The Puerto Rican-American writer Giannina Braschi’s 1998 novel (this is the best term I can think of for it, though it is only a novel insofar as that term is now so all encompassing, like a giant, shaggy literary beast somewhere between Cookie Monster and Grendel that devours everything in its path) Yo-Yo Boing! (translated into English by Tess O’Dwyer) is a gripping pastiche of a book that is all about voice rather than plot. The bulk of it is a dialogue between unnamed voices, sometimes between two fairly recognizable personas (a woman and man), sometimes between two indestinct personas that are apparently different than the first two (gender unclear), sometimes between at least three personas that are different than all of those which have come before (at least two of them are women).
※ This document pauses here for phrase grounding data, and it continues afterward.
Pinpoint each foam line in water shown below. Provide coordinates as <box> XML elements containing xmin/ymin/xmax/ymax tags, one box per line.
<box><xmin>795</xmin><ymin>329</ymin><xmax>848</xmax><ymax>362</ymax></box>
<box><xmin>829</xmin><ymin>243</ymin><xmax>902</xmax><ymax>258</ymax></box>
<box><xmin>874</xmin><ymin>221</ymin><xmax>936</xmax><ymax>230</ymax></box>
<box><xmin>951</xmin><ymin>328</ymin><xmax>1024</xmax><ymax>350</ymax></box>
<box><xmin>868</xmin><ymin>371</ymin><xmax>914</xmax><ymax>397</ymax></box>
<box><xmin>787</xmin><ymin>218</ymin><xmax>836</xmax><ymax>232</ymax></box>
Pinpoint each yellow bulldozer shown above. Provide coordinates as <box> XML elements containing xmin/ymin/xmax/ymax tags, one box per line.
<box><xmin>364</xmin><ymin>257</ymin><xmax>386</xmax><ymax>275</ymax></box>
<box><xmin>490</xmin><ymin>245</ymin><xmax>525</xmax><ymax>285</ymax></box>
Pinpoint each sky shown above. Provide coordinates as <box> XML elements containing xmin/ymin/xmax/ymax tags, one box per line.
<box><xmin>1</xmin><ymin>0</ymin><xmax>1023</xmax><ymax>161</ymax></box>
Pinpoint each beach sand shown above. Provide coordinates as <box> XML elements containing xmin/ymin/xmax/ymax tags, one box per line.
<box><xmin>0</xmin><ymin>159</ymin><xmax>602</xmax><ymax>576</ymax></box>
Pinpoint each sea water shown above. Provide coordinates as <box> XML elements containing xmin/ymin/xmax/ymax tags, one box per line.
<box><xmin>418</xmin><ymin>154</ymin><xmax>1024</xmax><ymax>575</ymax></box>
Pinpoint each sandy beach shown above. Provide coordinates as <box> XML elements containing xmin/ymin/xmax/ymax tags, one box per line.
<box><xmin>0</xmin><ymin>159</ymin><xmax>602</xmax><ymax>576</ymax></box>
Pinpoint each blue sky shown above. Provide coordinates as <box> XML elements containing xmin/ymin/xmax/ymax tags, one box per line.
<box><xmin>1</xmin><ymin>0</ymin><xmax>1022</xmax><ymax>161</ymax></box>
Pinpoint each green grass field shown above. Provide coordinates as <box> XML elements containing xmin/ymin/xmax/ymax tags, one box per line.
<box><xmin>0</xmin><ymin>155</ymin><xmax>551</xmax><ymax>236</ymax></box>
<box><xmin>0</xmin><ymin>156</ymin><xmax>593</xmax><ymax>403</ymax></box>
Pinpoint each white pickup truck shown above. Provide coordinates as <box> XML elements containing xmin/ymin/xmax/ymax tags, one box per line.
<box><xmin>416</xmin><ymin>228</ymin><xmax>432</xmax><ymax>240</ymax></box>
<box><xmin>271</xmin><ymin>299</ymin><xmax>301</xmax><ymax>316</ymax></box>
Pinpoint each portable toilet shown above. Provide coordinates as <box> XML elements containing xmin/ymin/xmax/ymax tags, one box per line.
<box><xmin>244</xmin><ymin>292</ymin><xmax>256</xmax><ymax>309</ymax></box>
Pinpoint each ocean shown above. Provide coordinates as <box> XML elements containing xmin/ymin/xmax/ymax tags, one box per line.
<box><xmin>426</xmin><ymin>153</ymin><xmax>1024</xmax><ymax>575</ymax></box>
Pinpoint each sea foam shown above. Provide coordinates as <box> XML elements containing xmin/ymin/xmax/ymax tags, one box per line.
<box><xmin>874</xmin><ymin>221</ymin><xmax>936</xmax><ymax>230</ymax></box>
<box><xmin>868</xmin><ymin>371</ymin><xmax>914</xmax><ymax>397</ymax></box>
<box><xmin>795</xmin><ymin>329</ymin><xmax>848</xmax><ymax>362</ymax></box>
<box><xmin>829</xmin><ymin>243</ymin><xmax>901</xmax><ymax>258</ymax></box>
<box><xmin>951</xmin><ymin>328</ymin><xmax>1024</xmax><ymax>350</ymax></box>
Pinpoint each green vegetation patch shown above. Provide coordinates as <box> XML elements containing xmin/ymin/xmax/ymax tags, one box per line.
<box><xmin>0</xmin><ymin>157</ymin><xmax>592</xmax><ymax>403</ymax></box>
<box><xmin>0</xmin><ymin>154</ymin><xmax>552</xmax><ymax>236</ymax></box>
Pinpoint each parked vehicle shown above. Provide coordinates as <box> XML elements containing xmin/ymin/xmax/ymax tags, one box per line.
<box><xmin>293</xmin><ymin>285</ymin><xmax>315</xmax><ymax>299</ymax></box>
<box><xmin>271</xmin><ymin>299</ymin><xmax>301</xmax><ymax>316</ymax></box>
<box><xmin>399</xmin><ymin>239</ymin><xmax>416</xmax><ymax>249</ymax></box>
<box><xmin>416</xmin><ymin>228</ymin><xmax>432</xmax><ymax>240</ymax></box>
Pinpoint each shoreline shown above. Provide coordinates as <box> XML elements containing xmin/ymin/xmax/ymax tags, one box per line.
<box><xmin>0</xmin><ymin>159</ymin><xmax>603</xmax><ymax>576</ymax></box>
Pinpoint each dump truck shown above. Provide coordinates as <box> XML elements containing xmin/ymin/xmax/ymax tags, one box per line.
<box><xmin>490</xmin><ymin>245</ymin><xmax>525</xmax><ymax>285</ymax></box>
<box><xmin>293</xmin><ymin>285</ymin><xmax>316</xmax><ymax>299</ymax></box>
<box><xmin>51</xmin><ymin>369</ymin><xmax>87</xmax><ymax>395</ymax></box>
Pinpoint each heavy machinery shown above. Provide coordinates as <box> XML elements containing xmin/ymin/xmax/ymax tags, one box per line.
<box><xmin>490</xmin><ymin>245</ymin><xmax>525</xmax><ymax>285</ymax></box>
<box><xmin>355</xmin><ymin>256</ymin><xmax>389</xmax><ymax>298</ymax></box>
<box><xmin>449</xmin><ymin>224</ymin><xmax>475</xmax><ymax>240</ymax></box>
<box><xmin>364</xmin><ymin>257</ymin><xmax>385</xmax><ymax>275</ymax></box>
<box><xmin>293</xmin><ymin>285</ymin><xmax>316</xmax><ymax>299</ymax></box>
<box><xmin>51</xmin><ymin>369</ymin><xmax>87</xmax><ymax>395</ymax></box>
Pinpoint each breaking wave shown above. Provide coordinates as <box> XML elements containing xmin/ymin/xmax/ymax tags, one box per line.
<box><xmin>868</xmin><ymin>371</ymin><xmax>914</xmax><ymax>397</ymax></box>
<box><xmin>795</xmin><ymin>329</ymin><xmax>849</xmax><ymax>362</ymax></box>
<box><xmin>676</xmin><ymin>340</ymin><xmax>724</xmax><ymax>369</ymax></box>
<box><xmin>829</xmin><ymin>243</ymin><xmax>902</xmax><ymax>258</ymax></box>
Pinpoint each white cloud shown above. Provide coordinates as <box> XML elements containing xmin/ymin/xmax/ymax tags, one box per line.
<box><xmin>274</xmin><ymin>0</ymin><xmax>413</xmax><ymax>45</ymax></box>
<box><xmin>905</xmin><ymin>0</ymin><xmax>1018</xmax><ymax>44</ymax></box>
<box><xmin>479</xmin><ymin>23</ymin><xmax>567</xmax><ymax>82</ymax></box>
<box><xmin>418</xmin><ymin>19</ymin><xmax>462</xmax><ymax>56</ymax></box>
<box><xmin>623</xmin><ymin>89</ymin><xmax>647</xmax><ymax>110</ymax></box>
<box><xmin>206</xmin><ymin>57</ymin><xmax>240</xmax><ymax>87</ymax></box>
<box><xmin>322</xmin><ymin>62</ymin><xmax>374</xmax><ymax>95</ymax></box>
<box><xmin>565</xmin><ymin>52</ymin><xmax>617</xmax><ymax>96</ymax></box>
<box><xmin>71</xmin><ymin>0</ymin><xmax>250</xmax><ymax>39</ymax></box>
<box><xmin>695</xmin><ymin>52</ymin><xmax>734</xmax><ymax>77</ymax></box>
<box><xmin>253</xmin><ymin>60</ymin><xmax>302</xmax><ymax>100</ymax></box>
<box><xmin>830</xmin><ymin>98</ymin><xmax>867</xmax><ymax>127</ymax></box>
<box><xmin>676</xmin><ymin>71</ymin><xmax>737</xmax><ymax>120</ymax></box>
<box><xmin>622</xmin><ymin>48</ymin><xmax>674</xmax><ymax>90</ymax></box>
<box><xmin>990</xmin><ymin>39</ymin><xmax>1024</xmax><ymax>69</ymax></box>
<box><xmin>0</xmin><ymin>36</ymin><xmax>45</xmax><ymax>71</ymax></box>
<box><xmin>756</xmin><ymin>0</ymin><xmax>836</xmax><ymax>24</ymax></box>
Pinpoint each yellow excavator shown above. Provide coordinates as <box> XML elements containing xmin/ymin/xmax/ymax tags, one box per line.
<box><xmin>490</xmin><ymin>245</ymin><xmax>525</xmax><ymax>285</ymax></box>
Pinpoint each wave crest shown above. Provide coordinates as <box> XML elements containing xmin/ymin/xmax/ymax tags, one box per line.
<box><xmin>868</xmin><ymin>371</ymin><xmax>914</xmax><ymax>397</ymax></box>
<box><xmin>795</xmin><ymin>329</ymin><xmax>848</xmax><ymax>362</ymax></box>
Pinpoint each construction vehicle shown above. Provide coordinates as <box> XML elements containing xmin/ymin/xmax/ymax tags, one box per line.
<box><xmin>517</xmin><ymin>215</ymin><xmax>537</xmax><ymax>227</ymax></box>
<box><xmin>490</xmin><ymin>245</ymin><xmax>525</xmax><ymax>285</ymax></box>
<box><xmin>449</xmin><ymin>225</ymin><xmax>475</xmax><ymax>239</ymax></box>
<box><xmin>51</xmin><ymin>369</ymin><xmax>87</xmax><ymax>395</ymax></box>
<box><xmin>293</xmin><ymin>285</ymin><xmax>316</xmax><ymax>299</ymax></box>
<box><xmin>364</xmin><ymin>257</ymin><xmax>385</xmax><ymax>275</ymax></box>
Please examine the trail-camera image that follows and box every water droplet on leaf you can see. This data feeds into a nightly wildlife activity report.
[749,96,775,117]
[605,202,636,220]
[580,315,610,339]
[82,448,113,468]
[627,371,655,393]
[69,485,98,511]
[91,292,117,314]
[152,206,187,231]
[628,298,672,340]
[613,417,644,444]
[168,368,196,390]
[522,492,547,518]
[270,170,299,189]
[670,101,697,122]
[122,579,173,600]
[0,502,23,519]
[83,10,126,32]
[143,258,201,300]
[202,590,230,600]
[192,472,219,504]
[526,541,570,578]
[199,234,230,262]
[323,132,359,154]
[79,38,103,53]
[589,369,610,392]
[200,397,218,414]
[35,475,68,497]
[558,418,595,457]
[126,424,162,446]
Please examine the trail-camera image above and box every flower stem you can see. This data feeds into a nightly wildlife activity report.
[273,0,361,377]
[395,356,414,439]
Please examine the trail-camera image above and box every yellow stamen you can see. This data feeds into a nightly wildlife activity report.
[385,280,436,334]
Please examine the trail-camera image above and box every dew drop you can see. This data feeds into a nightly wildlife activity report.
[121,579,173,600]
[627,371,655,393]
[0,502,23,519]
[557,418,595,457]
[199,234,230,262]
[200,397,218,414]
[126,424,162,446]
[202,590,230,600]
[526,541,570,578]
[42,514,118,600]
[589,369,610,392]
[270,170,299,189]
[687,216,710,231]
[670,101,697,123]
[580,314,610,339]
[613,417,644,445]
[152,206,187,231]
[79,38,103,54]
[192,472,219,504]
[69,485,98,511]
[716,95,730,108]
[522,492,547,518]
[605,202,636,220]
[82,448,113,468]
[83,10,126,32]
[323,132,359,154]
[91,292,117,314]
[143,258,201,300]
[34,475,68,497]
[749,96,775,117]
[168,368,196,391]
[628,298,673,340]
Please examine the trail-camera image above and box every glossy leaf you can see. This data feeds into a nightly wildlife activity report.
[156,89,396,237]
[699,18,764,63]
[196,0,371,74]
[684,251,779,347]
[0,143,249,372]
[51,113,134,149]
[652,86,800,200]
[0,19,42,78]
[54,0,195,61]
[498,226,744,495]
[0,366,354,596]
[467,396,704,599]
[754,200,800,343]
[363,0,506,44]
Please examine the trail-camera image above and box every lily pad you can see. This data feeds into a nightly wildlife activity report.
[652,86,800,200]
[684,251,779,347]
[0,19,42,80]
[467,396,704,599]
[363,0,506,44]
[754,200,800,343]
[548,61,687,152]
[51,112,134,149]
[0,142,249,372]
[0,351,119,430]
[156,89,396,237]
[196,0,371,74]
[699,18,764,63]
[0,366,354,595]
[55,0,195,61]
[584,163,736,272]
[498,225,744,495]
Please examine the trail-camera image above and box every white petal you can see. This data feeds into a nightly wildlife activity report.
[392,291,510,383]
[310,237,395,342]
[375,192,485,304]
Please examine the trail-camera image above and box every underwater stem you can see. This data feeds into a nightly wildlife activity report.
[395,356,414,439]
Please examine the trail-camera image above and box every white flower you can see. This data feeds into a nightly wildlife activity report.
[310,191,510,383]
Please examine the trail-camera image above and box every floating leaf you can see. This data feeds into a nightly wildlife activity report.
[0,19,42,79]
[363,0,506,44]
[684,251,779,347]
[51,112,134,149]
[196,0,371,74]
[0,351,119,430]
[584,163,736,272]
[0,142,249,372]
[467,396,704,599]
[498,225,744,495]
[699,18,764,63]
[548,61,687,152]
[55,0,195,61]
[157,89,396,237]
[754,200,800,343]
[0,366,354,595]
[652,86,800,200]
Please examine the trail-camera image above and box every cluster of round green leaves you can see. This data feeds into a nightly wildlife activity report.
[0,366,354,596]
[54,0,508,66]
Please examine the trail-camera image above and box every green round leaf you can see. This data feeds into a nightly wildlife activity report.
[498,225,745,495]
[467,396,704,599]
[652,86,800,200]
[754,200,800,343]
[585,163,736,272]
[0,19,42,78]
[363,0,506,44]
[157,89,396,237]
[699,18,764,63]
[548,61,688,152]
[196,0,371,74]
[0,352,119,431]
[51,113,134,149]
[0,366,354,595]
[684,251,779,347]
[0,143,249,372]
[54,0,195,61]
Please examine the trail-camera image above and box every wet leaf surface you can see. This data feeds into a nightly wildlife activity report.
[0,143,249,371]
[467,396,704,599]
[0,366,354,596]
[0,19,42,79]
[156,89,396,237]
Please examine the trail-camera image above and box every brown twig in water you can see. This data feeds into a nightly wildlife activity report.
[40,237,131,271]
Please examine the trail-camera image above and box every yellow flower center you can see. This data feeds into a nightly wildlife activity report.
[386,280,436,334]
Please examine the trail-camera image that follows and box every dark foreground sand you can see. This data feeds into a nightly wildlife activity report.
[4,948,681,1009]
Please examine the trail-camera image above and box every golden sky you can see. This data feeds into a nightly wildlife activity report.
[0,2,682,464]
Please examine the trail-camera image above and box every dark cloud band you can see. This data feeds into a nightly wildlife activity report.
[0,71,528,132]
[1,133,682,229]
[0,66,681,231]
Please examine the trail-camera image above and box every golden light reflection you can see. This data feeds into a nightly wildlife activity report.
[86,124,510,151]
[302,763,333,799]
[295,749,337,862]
But the rapid-action dialogue is interesting no matter who is speaking. The dialogue meanders from discussions of poetry to discussions of Puerto Rican politics to discussions of academic politics to discussions of bodily excretions, circling back through these topics several times. The last line is “God, who is dead!”, so the book falls firmly into the postmodernist anti-universal narrative camp. The style is like a Puerto Rican Kathy Acker mixed with some James Joyce mixed with some Ernest Hemingway mixed with just a dash of Samuel R. Delany. This hodgepodge might alienate many readers, but I really enjoy it, and look forward to reading more of Braschi’s work.